PHYS-302, Physics of Waves (Summer 2007)

W2 - Phase Diagrams and Impedance

• Phase Diarams - plot of velocity versus displacement. Compared usefulness of phase diagram to plot of position and/or velocity versus time. Showed that phase diagram for a damped oscillator looks like a spiral.
• Quality Factor - discussed the quality factor Q for a forced, damped oscillator and found how to measure it from a response curve (power versus frequency) and how it is related to frequency and damping.
• Resonance Defined - We discussed the three conditions for resonance: (i) maximum velocity (current), (ii) maximum power delivered to the oscillator, and (iii) minimum impedance.

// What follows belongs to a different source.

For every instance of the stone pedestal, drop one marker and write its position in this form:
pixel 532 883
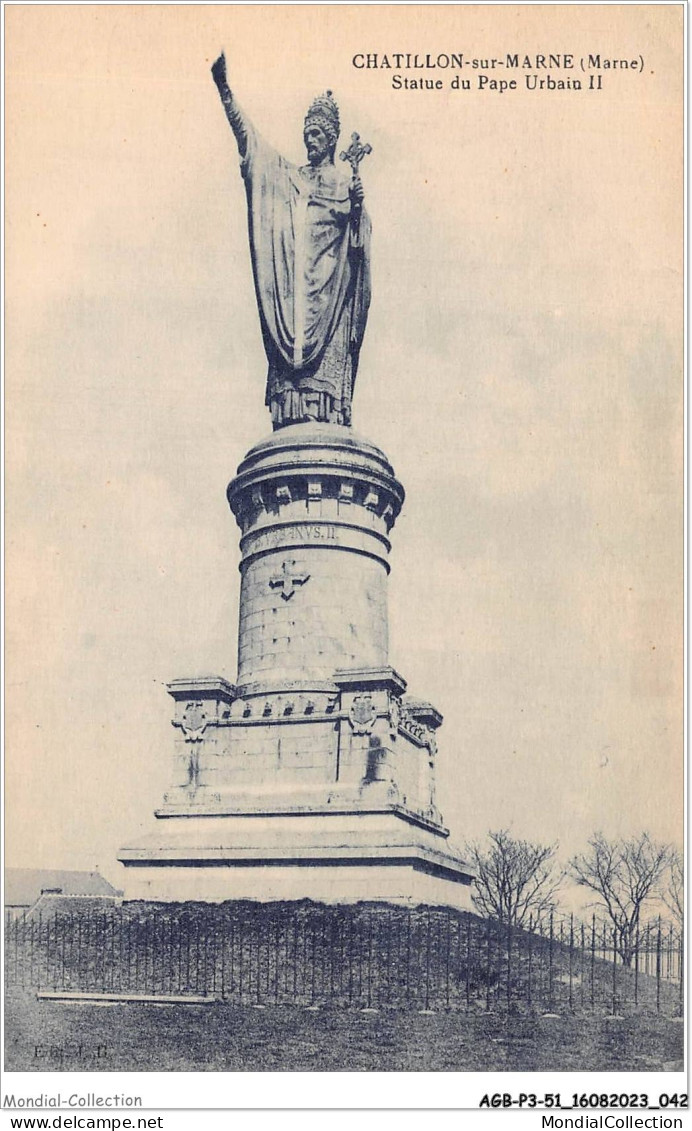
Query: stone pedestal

• Impedance for an RLC circuit - We derived an expression for the impedance (voltage/current) for a series RLC circuit, and found that the impedance has a real and imaginary part. The real part means that energy is being removed from the system by a damping (resistance) term and the imaginary part means that energy is being stored in the inductor (inertia) and capacitor (spring) parts of the system. Then we looked at mobility, and Nyquist plots.

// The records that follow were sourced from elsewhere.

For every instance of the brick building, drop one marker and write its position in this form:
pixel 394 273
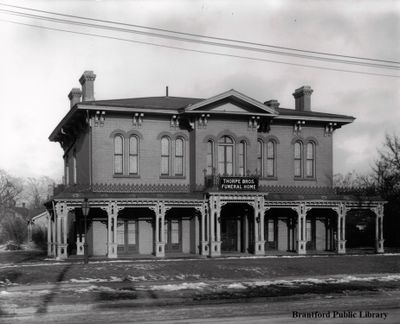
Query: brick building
pixel 226 174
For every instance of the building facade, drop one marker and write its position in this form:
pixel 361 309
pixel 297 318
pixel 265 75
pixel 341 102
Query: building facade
pixel 227 174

• Impedance Demonstration -We didn't have a hands-on activity today. Instead Dr. Russell demonstrated the a measurement (using a frequency analyzer) of the impedance of a series RLC circuit. Swapping the leads on the analyzer convered impedance to mobility. We also looked at a parallel RLC circuit and saw that while the resonance frequencies for the two systems are different, the mobility versus frequency graph for the series circuit has exactly the same shape as the impedance versus frequency graph for the parallel circuit.
• Mechanical Impedance - We then derived an expression for the mechanical impedance (force/velocity) of a mass-spring system, and compared the expression to that of the series RLC circuit.